A group of scientists at University College London (UCL) received a £38,000 grant to purchase eye tracking equipment to use in their research of a rare form of Alzheimer’s. The grant was awarded by Alzheimer’s Research UK to help Dr. Sebastian Crutch and his team of researchers at the UCL Institute of Neurology in their study of posterior cortical atrophy (PCA). The money will be used to purchase the Eye-Link II, a high resolution eye tracker created by SR research.
The reason for using eye tracking to study PCA is because this form of Alzheimer’s begins with loss of visual function rather than the memory loss that is typically associated with the disease. The loss of visual function causes the person to lose spatial awareness, and it becomes difficult to recognize faces or objects, even if the object is directly in front of them. This disease is different from vision loss due to deterioration of the eyes because it actually results from declining function of the region of the brain that processes and interprets visual inputs.

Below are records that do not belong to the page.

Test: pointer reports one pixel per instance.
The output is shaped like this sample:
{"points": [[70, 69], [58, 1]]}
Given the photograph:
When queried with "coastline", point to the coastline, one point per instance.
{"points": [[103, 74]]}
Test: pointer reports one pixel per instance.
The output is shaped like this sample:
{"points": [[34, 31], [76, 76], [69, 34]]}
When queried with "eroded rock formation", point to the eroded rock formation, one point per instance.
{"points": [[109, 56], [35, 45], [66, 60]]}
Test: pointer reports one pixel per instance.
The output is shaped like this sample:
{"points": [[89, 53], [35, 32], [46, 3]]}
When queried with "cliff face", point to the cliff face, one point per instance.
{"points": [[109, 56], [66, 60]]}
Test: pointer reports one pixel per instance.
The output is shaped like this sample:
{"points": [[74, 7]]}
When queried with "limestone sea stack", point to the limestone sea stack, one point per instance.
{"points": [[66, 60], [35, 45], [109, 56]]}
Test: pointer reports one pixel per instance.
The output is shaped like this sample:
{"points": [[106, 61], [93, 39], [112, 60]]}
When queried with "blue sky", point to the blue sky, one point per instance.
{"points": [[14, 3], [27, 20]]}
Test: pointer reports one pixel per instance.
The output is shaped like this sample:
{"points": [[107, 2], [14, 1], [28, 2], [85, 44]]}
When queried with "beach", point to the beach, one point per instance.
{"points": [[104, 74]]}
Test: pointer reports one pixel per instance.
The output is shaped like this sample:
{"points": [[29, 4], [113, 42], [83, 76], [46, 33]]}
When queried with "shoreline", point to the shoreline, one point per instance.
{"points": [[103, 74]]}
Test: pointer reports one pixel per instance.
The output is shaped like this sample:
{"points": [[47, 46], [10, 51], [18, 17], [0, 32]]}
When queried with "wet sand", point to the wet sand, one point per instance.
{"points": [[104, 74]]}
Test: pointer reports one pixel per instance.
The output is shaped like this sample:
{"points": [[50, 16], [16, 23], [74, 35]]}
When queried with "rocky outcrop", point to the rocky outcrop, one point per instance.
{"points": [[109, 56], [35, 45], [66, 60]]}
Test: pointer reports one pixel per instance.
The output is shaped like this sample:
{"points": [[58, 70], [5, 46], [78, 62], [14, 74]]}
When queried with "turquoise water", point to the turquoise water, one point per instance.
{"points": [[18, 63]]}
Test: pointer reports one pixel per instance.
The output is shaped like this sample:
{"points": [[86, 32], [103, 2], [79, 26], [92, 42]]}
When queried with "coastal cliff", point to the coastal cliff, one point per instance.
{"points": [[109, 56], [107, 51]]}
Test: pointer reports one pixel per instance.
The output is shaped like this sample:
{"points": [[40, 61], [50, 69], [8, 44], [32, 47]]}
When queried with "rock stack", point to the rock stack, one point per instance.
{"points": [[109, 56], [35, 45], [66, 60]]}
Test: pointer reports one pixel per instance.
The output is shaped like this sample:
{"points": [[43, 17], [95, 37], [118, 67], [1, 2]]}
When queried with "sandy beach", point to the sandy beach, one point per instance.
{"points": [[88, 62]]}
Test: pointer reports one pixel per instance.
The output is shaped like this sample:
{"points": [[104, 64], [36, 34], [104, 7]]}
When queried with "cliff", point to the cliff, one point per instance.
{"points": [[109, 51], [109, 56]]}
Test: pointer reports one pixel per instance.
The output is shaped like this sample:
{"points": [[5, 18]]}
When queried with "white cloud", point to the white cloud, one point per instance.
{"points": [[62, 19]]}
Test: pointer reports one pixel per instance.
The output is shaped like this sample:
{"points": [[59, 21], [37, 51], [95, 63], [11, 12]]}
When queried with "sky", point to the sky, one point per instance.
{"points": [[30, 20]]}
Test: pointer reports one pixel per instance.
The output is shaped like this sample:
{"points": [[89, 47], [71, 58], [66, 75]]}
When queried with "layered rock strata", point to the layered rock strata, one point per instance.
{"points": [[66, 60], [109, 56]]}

The research team at UCL will use the Eye-Link II to not only get more insight into the visual problems associated with this kind of dementia, but also to help in the design of visual aids to assist patients with PCA. The Eye-Link II is a wearable eye tracking system with high speed cameras which capture detailed eye movement data. It will be used to help researchers understand the cause and symptoms of this debilitating disease.
This is just another great example of the role of eye tracking technology in helping scientists make groundbreaking discoveries in research. It will be interesting to see what the researchers at UCL are able to uncover now that they are equipped with innovative technology tools.